Er selbst habe als Kind ja auch nicht gelesen, bekennt er gleich mal ganz freimütig: „Zu Hause gab’s bloß Koch- und Telefonbücher. Da war niemand, der mir richtige Literatur schmackhaft gemacht hätte. Die ganze Familie waren alles Lesemuffel.“
Wie geht denn so was? Ein erfolgreicher Kinder- und Jugendbuchautor, der früher gar keine spannenden Geschichten geschmökert hat? Keine fünf Freunde? Keine drei ??? Nicht mal die Schatzinsel? „Na ja, es blieb zum Glück nicht dabei“, räumt Stefan Gemmel ein. Das Glück marschierte in Gestalt seiner Deutschlehrerin an.
Die knallte ihm eines Tages mitten im Unterricht einen Wälzer auf die Tischplatte, der nichts mit dem Lehrplan zu tun hatte. „Das war so ihre Art, sie schleppte immer schwere Taschen voller Nachschub für die Schüler mit und hatte wahrscheinlich Tausende Bücher zu Hause.“ Der junge Stefan begann sein erstes Buch höchst widerwillig – und verschlang es dann in einem Zug. Fortan ging’s nicht mehr ohne.
Vom Verächter zum Verehrer der bedruckten Seiten: Es ist seine eigene Geschichte, die Stefan Gemmel zu Beginn seiner Lese-Shows für Kinder und Jugendliche gern erzählt. Der 46-Jährige aus Lehmen an der Mosel gilt nicht nur als Vielschreiber – 40 Titel gehen bereits auf sein Konto – sondern auch als Vielvorleser. Im Schnitt schafft er 250 Lesungen pro Jahr. Außerdem tourt er durch Europa, besucht deutsche Schulen in Paris, Prag, Rom.
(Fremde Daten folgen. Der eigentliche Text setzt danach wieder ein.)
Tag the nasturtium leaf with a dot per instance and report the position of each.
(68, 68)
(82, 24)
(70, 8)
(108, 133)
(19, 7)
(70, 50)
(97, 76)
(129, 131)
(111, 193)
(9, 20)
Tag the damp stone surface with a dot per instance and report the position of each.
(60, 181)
Seine Bestseller heißen „Geistergefährte“ oder „Im Zeichen der Zauberkugel“. Aber auch „Keine Angst, kleiner Hase“. Zielgruppe der Schmöker, Shows und Schreibwerkstätten sind junge Leute im Alter zwischen drei und 18 Jahren.
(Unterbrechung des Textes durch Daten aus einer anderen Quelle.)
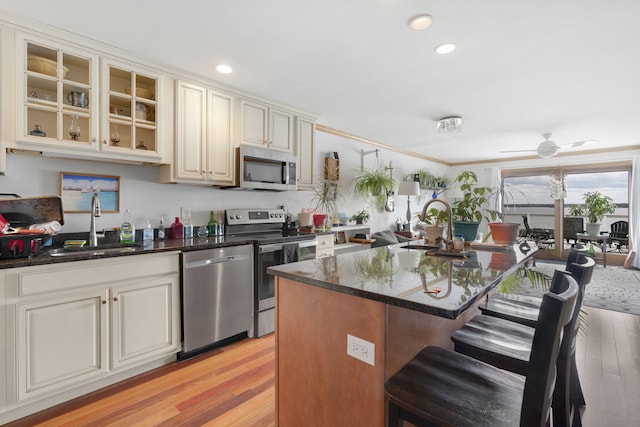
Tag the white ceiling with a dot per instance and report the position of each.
(570, 67)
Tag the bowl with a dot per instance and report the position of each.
(140, 92)
(44, 66)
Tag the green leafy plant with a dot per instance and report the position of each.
(373, 184)
(326, 194)
(473, 206)
(362, 216)
(435, 216)
(596, 206)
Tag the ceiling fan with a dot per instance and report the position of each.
(548, 148)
Einen Band der dreiteiligen „Schattengreifer“-Reihe hat er mit in die Kolumbus-Grundschule gebracht. Gespannt lauschen gut 250 Dritt- bis Sechsklässler der fantastischen Geschichte, in der ein Teenager auf Zeitreisende trifft. Gemmels Auftritt ist mitreißend, quirlig aber durchdacht. Die Sprache kommt beim jungen Publikum an.
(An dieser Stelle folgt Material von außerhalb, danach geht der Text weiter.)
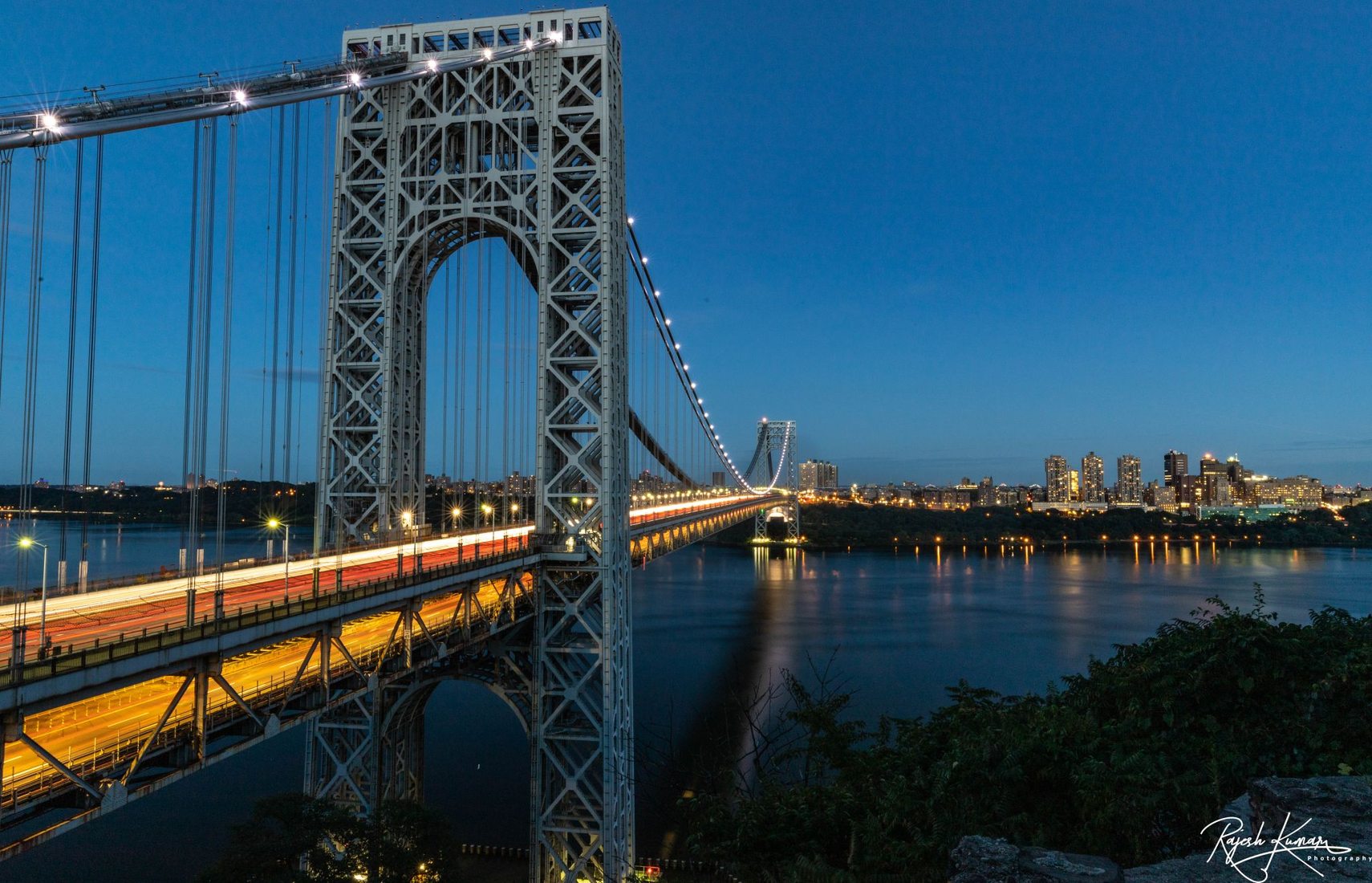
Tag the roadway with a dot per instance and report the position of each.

Von Zeit zu Zeit hält er inne, stellt Verständnisfragen, bezieht die Kinder ins Geschehen ein. Und beantwortet selbst Fragen, wie: „Schreibst Du mit der Hand oder am Computer? Kannst Du mal ein Buch für mich schreiben? Wie lange brauchst Du für eine Geschichte?“ Der Autor erklärt und erzählt, zeigt Illustrationen, entfaltet Druckfahnen. Und vermittelt so auch noch ganz nebenbei, wie ein Buch entsteht.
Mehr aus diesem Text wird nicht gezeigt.